Oddly enough, in this era of political polarization both parties seem to agree that there’s plenty wrong with our criminal justice system.  If  they share this view, imagine how deficient the system must be.  Off hand, I can think of any number of issues that  need to be addressed.

  • Should judges be elected or appointed?  We’ve never really made up our minds about that.  Currently either way is problematical.  Should another approach be considered?
  • It’s been demonstrated that if you know the political party identification of a particular judge there’s an excellent chance you can predict how he or she will decide specific cases.  Whatever happened to impartiality?
  • Our criminal courts would be hopelessly jammed were it not for the prevalence of plea bargaining, i.e., the accused admitting to a lesser crime and receiving a sentence less severe.  Is that the way justice was supposed to be handed out?
  • Get yourself a high priced attorney and you stand a good chance of receiving a lighter sentence or even an acquittal.  Have an “ordinary” lawyer by your side and you will likely not fare as well.  In addition, white collar criminals, when convicted, generally receive lighter sentences than those judged guilty of other crimes.
  •  If you’re poor, consider yourself fortunate if there is an attorney available to take your case.  Legal aid lawyers are often hard to come by, and even when indigent clients obtain one  he or she may be burdened with heavy caseloads, leaving them unable to provide adequate representation.
  • More often than we may expect, individuals convicted of capital crimes are later determined to have been innocent.
  • Crime lab errors often lead to improper convictions.  Thousands of rape kits are never examined or evaluated.
  • Individuals accused of crimes may well languish for months in jail or even longer before coming to trial.
  • Studies of the decision-making process undertaken by juries are enough to make one wince.
  • Mounting arrests for minor violations and “low level”, especially drug-related crimes, have become a cause for concern across the U. S.
  • Longer jail time and prison sentences for members of certain minority populations have been well documented.

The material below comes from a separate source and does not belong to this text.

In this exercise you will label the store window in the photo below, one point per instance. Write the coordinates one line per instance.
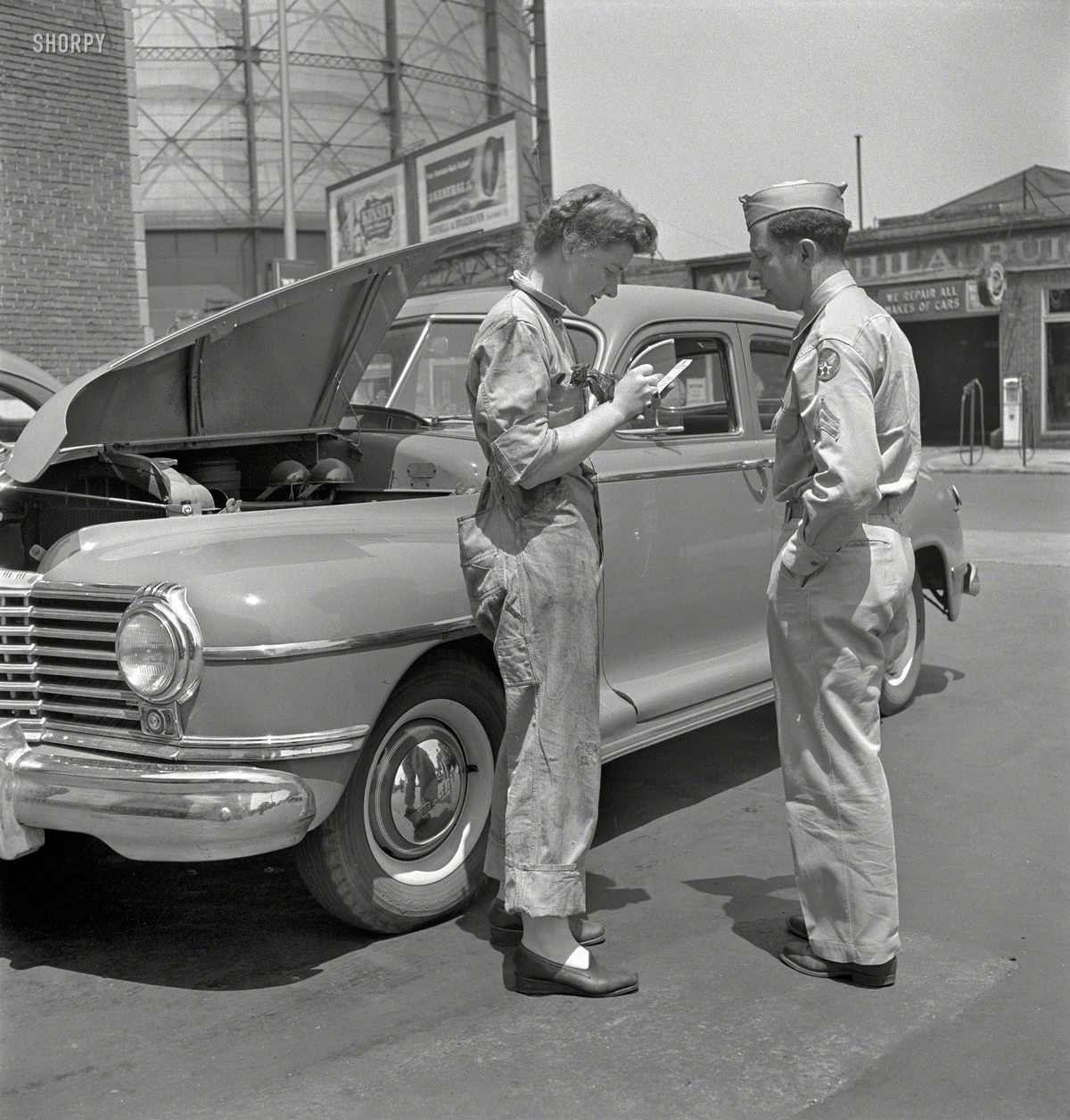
(1057, 359)
(700, 401)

  • Police forces across the U.S (disproportionately white) have been accused of racial insensitivity and of either providing less coverage in minority neighborhoods or of being heavy handed in those locations.

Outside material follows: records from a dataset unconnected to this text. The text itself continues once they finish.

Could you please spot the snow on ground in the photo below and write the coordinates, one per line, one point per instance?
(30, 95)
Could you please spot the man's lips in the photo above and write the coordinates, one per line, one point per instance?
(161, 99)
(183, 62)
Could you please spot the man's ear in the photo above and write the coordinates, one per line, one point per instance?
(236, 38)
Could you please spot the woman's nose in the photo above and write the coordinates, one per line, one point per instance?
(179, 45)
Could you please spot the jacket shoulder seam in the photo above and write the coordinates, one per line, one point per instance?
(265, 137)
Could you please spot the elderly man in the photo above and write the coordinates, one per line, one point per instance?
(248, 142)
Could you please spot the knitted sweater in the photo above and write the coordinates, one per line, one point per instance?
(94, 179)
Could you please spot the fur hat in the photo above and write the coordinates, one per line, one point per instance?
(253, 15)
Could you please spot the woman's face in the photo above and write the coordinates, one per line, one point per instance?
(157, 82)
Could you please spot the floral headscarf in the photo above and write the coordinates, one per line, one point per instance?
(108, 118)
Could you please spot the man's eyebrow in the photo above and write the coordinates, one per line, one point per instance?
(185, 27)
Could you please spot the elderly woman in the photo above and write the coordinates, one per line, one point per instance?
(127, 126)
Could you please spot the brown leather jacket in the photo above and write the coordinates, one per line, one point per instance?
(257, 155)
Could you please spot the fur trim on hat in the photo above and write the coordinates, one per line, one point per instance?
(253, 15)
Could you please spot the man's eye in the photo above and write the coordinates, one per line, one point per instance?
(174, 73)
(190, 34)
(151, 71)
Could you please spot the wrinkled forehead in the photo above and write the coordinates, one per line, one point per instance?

  • American prisons (often for-profit entities) have more prisoners than most any other nation in the world and the overall costs of incarceration across the nation have become extremely burdensome.(some 80 billion dollars.)

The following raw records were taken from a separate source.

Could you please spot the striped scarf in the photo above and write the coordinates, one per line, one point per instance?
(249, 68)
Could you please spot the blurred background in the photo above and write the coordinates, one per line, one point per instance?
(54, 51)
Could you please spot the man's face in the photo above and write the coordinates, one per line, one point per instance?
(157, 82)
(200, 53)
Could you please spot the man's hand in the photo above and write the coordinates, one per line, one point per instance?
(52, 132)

  • Too often, jails and prisons are overcrowded, gang infested, over-use solitary confinement and contain large numbers of inmates with severe mental disorders.  Rehabilitation programs, where they exist, have low success rates.
  • Reintegration of former inmates into society and into the workforce remains a major problem.  And obstacles to reacquiring the right to vote after release are many.

Like most Americans, I don’t follow the “ins and outs” of our criminal justice system.  Still, look how lengthy and disturbing is the above list.  Imagine how much broader the indictment if those better acquainted with the system would add to this account.